Security¶
Salut is designed for trusted local networks — your home, office, or lab. All security mechanisms work automatically without configuration.
Identity¶
Every Salut instance generates a unique Ed25519 keypair on first launch. This keypair is stored in the Salut data directory and persists across restarts.
The keypair serves two purposes:
Identity — the public key’s fingerprint uniquely identifies this machine to peers.
Signing — handshake messages are signed to prove identity during pairing.
The identity is never transmitted in full. Only the fingerprint (a short hash of the public key) is shared during discovery.
Trust Model: TOFU¶
Salut uses Trust-On-First-Use (TOFU), the same model used by SSH. The first time you encounter a peer, you decide whether to trust it based on context (you recognize the machine name, you’re on your home network, etc.). Once trusted, the fingerprint is remembered.
If a peer’s fingerprint changes (which could indicate a different machine impersonating the original), the trust is invalidated and you’ll need to re-pair.
This model is pragmatic for local networks:
No certificate authority to set up or manage
No tokens to distribute (unless you want them — see Cluster Tokens)
Trust decisions are explicit and visible in the UI
Encryption¶
Peer-to-peer communication uses TLS with self-signed certificates derived from each peer’s Ed25519 identity. This ensures:
Confidentiality — activations and inference data are encrypted in transit.
Integrity — data cannot be tampered with between peers.
Authentication — the TLS certificate is bound to the peer’s identity key.
Since Salut peers verify each other by fingerprint (not by certificate chain), self-signed certificates provide the same security guarantees as CA-signed ones for this use case.
Pairing Handshake¶
When two peers pair, they perform a signed handshake:
Peer A sends a pairing request including its fingerprint.
Peer B verifies the fingerprint matches what it saw during mDNS discovery.
On acceptance, both sides sign a handshake message with their Ed25519 keys.
Each side verifies the other’s signature.
The trust relationship is recorded in the local database.
This ensures both peers are who they claim to be before any inference data flows.
Data Flow¶
Understanding what data moves where:
On your local network:
mDNS advertisements (display name, port, GPU info, fingerprint) — visible to all devices on the network
Inference requests and responses between paired peers — encrypted via TLS
Model activations during distributed inference — encrypted via TLS
To the internet:
Model downloads from Hugging Face (first use only, cached locally after)
Nothing else — no telemetry, no analytics, no phone-home
Stored locally:
Ed25519 identity keypair
Peer trust database (fingerprints and trust states)
Settings (JSON)
Cached model weights (in Hugging Face cache directory)
API Key¶
The optional API key (configured in Settings) protects the HTTP API from unauthorized local clients. It does not affect peer-to-peer communication, which is secured by the fingerprint-based trust model.

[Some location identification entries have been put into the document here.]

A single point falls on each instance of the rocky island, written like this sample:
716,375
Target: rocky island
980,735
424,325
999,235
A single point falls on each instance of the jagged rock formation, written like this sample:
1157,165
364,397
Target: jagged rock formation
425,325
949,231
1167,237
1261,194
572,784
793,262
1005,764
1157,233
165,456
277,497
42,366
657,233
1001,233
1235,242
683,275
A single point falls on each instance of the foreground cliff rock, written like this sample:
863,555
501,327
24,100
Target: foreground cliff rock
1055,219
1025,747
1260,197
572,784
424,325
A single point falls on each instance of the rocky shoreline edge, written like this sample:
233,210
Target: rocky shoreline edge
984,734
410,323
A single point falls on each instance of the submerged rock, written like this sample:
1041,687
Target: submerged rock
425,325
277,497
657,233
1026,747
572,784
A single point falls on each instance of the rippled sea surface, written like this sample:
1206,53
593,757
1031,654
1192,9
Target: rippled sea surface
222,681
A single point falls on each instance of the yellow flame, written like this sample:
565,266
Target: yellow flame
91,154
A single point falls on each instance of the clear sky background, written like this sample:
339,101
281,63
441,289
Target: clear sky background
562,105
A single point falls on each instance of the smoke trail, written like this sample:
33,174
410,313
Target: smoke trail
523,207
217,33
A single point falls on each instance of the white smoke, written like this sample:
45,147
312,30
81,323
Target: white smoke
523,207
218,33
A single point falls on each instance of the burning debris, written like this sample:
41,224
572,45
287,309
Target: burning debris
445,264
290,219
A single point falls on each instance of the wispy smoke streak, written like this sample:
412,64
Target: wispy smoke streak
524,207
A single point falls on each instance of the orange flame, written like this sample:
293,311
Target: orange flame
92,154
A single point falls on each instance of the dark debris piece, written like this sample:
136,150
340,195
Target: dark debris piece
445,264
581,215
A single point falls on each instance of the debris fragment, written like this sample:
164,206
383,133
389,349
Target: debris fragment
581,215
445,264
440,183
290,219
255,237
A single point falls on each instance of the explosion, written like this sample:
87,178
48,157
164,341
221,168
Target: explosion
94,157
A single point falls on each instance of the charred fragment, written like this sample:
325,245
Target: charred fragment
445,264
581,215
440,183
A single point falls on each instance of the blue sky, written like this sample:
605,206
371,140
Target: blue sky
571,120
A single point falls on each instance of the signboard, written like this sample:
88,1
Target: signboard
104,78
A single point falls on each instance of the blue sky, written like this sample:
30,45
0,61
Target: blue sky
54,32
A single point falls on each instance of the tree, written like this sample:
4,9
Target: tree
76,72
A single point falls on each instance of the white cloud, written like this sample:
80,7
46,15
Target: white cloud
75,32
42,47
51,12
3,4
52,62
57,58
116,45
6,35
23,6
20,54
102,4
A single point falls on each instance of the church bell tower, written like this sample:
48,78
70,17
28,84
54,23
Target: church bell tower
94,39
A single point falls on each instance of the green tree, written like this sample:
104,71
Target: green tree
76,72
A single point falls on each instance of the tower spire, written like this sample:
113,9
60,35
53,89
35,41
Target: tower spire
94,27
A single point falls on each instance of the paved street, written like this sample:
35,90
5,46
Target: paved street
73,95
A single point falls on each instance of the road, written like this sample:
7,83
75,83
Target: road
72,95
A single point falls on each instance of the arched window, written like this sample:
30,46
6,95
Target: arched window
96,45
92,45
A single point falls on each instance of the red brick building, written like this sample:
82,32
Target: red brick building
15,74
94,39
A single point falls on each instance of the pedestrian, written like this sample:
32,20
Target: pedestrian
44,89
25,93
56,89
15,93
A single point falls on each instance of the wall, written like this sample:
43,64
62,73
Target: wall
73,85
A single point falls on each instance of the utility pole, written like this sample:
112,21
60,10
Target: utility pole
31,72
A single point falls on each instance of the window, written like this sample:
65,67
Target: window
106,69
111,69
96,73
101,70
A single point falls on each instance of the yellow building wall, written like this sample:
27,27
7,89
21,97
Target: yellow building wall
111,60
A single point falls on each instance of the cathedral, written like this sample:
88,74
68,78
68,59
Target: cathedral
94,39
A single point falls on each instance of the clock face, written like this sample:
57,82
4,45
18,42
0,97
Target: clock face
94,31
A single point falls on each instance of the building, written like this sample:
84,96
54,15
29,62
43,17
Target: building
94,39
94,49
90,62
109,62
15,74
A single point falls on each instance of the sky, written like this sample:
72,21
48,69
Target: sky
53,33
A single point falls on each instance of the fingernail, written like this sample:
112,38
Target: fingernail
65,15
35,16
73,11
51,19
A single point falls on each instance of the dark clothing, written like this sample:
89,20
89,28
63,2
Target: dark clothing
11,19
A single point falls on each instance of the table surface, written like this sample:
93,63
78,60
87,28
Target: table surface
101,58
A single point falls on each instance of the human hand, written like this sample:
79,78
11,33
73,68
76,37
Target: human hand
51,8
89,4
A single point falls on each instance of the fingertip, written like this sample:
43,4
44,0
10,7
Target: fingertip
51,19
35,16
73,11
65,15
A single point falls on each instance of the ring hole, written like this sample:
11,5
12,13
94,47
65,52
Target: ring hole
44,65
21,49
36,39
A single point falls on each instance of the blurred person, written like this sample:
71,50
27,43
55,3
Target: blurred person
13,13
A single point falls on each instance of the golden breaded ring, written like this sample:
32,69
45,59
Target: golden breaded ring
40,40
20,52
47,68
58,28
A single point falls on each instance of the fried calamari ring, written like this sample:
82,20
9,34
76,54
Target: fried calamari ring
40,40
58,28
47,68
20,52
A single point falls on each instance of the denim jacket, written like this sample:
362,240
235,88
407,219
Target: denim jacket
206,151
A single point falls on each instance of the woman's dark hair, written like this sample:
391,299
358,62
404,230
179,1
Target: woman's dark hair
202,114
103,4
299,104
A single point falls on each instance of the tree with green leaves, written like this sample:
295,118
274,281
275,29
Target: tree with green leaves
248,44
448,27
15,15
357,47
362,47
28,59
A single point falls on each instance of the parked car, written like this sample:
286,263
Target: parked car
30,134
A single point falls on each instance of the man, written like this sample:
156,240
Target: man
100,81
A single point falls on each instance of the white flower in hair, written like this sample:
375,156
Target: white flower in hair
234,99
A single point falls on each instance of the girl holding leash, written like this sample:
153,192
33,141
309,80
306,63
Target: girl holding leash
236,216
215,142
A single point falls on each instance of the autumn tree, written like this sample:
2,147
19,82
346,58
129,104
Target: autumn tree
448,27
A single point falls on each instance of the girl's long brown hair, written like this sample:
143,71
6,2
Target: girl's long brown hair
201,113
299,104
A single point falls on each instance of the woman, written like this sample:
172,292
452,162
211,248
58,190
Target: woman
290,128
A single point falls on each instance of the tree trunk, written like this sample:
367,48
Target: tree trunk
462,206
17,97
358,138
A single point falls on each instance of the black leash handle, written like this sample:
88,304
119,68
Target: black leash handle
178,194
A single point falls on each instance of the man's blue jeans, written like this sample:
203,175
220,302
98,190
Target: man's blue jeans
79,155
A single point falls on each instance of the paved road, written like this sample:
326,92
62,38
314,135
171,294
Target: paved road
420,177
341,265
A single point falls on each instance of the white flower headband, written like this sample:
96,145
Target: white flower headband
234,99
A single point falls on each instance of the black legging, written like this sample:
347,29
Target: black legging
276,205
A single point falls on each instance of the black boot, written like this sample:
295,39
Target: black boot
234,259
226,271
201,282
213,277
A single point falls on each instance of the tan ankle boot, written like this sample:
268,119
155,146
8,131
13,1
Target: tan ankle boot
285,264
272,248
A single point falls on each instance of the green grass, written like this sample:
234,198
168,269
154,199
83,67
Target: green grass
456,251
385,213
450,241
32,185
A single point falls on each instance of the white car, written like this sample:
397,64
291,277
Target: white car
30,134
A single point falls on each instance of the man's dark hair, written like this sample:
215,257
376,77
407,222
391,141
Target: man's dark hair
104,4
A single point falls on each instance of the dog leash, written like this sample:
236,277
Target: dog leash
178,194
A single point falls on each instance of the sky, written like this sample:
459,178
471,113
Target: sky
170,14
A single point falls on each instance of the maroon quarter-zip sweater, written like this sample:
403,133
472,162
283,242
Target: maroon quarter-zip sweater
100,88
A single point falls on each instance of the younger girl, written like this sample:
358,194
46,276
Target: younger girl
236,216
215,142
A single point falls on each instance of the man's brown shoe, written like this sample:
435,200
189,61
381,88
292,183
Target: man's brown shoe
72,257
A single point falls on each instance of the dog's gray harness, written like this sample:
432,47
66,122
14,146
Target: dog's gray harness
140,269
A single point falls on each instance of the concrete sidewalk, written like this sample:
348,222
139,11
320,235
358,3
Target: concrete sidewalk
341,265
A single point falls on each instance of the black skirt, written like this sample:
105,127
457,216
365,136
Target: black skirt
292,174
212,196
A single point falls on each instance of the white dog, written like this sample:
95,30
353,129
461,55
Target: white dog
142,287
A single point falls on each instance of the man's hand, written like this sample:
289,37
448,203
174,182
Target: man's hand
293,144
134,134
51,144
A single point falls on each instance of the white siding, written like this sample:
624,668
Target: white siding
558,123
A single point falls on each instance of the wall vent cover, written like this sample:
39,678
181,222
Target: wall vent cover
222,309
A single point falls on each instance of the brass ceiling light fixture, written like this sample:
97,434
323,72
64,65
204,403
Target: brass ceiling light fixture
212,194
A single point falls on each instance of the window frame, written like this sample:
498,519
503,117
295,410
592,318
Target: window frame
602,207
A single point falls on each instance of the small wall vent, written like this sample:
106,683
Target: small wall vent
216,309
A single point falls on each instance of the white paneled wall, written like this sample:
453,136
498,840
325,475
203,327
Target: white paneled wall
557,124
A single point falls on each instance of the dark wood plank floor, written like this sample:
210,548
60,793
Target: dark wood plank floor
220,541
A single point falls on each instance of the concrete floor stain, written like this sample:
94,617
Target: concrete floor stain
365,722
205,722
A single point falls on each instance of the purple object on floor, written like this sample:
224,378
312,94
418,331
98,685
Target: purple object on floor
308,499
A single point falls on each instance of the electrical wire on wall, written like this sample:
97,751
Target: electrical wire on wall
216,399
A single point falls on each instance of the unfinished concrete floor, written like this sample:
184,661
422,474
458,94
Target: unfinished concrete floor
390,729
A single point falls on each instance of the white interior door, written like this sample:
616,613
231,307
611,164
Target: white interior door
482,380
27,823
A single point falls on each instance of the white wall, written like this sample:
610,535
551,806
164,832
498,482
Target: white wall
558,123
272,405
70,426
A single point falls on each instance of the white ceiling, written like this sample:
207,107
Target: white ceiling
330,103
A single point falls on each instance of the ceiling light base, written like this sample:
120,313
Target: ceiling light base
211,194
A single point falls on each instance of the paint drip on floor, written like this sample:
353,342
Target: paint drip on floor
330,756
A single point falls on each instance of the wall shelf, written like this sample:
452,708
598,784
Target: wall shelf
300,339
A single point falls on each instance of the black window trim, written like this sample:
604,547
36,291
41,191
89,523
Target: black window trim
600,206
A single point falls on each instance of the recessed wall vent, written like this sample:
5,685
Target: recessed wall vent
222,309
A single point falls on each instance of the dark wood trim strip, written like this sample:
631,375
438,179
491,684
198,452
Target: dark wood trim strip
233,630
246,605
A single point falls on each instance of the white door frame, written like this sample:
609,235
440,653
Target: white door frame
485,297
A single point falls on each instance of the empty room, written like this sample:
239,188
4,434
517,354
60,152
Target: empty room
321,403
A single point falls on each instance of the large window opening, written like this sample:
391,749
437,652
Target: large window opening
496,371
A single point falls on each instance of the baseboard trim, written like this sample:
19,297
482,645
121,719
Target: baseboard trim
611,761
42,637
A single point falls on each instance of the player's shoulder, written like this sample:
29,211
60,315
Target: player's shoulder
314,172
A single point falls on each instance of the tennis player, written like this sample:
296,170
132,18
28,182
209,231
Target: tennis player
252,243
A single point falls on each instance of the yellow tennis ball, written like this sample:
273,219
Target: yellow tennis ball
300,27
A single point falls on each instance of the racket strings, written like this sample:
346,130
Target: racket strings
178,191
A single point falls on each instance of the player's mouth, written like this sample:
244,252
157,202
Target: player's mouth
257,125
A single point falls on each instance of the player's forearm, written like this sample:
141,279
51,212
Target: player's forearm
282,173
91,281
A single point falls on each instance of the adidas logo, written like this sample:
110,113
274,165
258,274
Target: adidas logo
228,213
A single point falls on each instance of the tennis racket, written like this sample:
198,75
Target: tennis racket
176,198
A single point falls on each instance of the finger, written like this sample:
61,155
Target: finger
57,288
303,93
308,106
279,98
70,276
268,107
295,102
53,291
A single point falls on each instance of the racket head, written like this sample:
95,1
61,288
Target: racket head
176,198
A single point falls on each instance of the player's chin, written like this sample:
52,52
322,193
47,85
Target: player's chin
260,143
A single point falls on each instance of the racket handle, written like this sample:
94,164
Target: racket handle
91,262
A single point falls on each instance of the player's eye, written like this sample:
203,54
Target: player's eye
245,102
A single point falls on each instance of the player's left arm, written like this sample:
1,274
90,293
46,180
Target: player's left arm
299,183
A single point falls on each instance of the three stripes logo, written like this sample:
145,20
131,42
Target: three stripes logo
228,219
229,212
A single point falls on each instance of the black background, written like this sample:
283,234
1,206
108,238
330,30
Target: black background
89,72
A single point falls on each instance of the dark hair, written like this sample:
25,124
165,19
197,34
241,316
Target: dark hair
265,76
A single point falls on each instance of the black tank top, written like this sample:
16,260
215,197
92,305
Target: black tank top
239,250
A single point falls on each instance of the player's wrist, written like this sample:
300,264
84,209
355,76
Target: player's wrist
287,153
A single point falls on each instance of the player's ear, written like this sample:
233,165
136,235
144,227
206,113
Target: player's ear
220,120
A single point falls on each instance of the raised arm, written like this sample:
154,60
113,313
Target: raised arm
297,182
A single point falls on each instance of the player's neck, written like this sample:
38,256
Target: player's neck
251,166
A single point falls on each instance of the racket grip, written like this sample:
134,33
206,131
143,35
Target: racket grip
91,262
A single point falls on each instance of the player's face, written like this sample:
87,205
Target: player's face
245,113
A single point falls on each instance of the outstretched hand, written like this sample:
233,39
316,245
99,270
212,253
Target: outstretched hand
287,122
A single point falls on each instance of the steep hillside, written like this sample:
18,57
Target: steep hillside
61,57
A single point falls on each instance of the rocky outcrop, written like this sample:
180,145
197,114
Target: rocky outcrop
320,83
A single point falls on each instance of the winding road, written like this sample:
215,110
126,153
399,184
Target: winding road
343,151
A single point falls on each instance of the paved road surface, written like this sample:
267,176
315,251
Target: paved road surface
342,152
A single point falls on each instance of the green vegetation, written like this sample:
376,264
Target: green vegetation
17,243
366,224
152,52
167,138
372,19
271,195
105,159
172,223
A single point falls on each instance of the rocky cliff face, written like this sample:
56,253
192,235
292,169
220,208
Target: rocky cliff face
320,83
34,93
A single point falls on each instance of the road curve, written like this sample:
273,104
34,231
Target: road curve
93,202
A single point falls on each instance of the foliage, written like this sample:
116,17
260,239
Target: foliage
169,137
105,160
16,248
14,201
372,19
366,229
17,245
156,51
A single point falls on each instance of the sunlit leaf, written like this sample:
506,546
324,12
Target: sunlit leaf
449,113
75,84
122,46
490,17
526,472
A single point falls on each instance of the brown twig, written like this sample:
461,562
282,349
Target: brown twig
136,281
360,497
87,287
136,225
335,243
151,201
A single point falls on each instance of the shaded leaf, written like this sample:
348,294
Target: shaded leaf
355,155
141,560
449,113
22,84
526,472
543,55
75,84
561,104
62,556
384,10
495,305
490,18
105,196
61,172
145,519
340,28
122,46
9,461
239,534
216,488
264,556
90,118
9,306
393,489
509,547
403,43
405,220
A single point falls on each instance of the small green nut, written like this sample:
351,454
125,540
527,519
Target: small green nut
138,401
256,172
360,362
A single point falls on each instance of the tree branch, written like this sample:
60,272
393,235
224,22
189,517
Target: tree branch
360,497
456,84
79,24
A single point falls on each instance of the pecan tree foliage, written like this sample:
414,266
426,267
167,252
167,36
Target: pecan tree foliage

When set, all API requests must include:
Authorization: Bearer your-api-key
This is useful when you want to restrict which local applications can query the inference API. Without an API key, any process on the machine (or network, if the port is reachable) can send requests.
Threat Model¶
Salut is designed for trusted local networks. It assumes:
Your local network is not hostile (you trust the devices on it, or at least can identify them)
Physical access to the machine implies full access (no attempt to protect against local root)
The mDNS advertisement is inherently visible to all network participants
Salut does not protect against:
Malicious devices on the same network that you accidentally pair with (but the pairing flow makes this a deliberate action)
Network-level attacks from outside your LAN (don’t expose port 7258 to the internet)
Compromise of the identity key (stored in plaintext in the data directory)
For multi-site or internet-facing deployments, consider running Salut behind a VPN or firewall.